Bonds parent company Pacific Brands has posted a $109 million first half loss, with weak wholesale revenue set to remain a challenge.
The result was impacted by $138.5 million in writedowns to the company's goodwill, brand names, and plant equipment.
Earnings before interest and tax in its underwear division were also down 26 per cent to $26.7 million.
The $109 million loss for the six months to December 31 was still an improvement on a net loss of $219 million a year prior.
CEO David Bortolussi said weak wholesale sales and margins impacted stronger retail sales.
"Parts of our wholesale business continue to be challenging, particularly in discount department stores, but our retail business performed well, especially over the Christmas trading period."
The company opened 13 Bonds stores in the half and achieved high comp store growth in Bonds, up 24 per cent.
Recent divestments in Workwear and its Brand Collective division have also simplified the business, Bortolussi said.
"Operationally, we have achieved supply chain improvements in SKU reduction, product costs, lead times and service levels.

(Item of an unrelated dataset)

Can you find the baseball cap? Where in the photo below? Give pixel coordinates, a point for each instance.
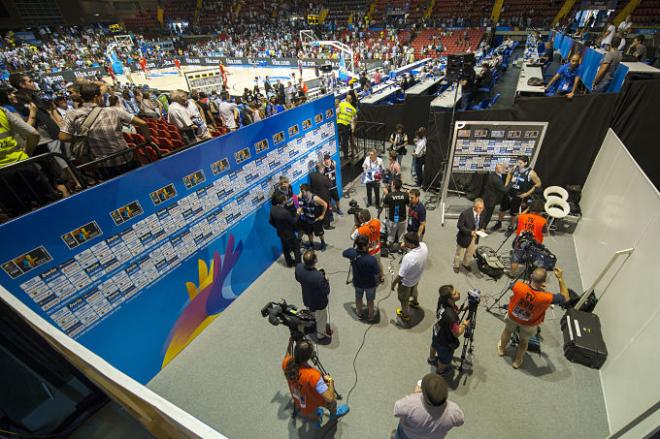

"We have been working hard in challenging market conditions, endeavouring to stabilise earnings and improve cash flow."
Bortolussi said market conditions will remain challenging.
"The significant drop in the Australian dollar over recent months places increasing pressure on the industry, which will need to respond operationally and also through price increases from the winter 2016 season when most hedge books unwind.
"Looking ahead, our three operating groups have clear strategic priorities – invest in our key brands, stabilise our core wholesale business, expand retail and online, drive operational efficiencies to ensure we are lowest cost, and over time develop the international business for our key brands."